Based on his investigation, the judge determined that Mr. Henry had a good working knowledge of English but had trouble with more technical language. Mr. Henry’s lawyer had to repeat more complex phrases to him during trial prep and did not think his client would understand some of the concepts raised during trial without an interpreter. Even Mr. Henry, himself, agreed that he might have trouble with technical terms during trial.
The judge then explored various options, like having the lawyer try to quietly explain difficult concepts as they came up during trial or only using an interpreter intermittently, as needed. However, this would cause delays and require witnesses to repeat previously given testimony to be interpreted every time Mr. Henry indicated he didn’t understand what had been said. As such, the judge decided to require the use of an interpreter, with the compromise of allowing Mr. Henry to testify in English.

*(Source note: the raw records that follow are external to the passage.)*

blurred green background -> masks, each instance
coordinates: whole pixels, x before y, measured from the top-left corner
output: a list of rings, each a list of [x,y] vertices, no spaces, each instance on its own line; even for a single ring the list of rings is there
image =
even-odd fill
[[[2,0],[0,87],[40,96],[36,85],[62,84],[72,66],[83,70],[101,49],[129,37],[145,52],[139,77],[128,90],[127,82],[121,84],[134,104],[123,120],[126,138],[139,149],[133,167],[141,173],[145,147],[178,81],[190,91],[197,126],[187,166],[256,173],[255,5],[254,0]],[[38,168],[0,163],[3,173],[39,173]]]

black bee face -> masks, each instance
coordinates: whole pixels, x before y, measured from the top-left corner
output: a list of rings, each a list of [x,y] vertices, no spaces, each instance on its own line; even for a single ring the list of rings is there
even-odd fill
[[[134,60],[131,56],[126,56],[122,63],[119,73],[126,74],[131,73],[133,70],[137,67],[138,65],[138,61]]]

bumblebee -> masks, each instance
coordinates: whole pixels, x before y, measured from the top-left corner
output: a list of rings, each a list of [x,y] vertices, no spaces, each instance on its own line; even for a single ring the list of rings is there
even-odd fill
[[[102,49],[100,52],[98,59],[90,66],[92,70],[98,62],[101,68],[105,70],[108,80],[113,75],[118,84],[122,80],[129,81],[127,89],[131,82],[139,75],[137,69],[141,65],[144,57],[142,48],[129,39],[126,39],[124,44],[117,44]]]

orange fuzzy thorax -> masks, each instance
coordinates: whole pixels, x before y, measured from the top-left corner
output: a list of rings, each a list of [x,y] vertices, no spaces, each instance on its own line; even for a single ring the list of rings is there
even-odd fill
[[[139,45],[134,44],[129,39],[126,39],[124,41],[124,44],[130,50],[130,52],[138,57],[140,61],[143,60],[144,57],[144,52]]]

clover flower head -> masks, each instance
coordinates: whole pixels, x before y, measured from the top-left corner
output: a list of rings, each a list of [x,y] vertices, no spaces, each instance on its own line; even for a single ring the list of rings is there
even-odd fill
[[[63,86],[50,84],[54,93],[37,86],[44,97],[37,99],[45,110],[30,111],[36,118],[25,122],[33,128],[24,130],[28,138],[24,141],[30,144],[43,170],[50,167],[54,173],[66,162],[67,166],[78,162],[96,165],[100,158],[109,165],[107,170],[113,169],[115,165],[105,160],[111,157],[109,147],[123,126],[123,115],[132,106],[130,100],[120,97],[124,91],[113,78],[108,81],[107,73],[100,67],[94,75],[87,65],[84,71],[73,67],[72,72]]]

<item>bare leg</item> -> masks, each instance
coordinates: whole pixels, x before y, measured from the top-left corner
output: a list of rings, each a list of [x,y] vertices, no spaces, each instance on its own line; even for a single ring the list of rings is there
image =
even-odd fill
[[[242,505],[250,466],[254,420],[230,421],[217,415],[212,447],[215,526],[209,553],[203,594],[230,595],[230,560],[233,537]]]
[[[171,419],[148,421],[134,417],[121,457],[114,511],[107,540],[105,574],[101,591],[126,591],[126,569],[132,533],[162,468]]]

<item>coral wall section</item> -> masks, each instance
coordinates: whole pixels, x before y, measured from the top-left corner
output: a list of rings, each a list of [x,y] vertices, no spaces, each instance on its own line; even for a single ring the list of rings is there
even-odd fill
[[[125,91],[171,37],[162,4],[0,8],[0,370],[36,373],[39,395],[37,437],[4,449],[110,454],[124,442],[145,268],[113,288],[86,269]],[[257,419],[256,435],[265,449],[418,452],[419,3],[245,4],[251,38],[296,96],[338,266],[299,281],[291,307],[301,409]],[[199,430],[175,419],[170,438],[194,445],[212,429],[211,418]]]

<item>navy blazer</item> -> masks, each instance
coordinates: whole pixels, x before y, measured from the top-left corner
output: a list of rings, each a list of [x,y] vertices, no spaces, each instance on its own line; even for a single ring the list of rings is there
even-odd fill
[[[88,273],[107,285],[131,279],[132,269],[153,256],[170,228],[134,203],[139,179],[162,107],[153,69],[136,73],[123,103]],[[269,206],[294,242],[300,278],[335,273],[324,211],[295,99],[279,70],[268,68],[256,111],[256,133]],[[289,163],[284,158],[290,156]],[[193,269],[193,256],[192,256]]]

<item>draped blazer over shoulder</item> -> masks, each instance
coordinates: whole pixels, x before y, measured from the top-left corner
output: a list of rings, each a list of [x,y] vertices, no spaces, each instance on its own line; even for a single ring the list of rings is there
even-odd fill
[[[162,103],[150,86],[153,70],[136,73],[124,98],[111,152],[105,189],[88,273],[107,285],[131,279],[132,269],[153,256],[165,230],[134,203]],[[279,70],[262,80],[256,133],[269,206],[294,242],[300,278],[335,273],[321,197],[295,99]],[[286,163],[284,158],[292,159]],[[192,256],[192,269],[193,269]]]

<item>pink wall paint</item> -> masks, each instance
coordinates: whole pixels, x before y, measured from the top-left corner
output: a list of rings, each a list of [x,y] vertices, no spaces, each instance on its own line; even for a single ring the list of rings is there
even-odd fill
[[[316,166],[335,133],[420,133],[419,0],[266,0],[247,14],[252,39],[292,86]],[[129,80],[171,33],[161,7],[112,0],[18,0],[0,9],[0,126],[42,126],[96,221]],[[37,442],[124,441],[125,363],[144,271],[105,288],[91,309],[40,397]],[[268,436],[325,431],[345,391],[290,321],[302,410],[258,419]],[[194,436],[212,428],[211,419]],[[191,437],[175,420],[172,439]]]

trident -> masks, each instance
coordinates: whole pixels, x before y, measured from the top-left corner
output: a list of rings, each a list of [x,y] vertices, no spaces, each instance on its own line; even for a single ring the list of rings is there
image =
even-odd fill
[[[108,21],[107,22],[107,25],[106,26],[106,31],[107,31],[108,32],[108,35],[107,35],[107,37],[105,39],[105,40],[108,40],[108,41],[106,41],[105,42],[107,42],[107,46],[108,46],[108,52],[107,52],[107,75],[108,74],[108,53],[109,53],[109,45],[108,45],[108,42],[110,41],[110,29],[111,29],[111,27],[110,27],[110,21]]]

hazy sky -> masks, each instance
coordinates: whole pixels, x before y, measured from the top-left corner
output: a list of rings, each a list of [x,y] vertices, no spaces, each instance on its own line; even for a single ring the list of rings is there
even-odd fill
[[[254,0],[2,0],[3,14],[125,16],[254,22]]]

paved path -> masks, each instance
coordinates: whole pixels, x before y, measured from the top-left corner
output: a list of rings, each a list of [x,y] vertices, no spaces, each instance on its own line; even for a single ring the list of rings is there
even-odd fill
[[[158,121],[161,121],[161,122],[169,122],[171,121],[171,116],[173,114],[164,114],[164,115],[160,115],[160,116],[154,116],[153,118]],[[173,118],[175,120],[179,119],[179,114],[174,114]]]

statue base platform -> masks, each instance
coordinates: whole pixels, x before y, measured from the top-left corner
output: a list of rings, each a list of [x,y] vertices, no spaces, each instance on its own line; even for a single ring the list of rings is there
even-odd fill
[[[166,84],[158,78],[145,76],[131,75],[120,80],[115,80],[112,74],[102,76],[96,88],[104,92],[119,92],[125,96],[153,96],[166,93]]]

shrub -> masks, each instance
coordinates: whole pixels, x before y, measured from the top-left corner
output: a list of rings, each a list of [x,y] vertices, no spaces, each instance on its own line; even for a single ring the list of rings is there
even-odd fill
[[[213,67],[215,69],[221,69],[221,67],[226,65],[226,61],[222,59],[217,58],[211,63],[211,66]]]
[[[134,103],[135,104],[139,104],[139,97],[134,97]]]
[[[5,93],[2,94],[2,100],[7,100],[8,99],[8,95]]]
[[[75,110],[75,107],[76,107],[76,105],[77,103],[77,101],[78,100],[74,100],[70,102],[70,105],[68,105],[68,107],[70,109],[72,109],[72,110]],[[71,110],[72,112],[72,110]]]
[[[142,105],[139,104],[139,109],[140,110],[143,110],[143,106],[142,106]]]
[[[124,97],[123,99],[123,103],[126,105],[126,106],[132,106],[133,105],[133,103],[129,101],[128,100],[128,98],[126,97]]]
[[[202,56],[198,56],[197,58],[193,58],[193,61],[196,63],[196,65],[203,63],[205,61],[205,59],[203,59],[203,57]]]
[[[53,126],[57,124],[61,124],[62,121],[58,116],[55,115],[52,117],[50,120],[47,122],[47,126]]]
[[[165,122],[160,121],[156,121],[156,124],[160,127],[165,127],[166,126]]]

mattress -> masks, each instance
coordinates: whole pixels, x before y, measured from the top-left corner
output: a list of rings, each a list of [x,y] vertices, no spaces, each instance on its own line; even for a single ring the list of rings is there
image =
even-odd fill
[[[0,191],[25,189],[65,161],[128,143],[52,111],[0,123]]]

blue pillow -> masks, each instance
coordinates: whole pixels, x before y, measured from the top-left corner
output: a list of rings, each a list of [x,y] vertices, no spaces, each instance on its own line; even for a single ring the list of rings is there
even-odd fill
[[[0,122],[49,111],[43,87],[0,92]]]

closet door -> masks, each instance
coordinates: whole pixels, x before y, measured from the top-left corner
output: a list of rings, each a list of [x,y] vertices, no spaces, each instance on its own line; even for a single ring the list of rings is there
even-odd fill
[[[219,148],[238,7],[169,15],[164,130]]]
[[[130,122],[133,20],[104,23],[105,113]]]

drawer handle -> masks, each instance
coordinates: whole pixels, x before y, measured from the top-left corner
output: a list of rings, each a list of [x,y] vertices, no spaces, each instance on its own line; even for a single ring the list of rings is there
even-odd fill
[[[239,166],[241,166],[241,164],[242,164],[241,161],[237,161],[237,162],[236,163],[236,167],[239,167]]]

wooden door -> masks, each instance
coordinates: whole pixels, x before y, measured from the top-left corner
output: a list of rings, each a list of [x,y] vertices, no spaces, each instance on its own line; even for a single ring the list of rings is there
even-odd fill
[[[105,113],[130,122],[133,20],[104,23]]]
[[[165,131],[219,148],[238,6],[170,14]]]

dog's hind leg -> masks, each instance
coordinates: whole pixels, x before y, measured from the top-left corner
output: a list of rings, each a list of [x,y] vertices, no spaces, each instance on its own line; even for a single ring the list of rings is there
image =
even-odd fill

Ultimately, the Second Circuit ruled that:
The District Court [judge] respected Henry’s desire to invoke his waiver and fashioned an appropriate compromise solution. … The District Court’s handling of this complex question was careful and thoughtful. It properly balanced Henry’s wishes against the need for the jury and the public to understand the defendant’s testimony, ensuring that he was afforded a fair trial.
The question of the “right” to waive interpreting services also comes up in other settings, such as healthcare. Patients sometimes want to waive the right to a professional, medical interpreter, paid for by the medical provider, and instead rely on a friend or family member to interpret. Just like judges, however, healthcare professionals must use their discretion and judgment to determine whether it is “appropriate under the circumstances” to use a friend/family member as an interpreter.  If it is not appropriate, they must provide a professional, medical interpreter, even over the patient’s objections.
 The right to a medical interpreter stems from many sources, including Title VII of the Civil Rights Act of 1964, the Americans with Disabilities Act, Section 1557 of the Affordable Care Act and the Regulations implementing it, and various hospital and healthcare accreditation standards.
 The “appropriate under the circumstances” language comes from the Section 1557 regulations. 45 CFR 92.201(e)(ii). Section 1557 applies to all federally-funded healthcare providers, which includes providers who accept Medicare and/or Medicaid patients. As such, the regulations apply to nearly all healthcare providers.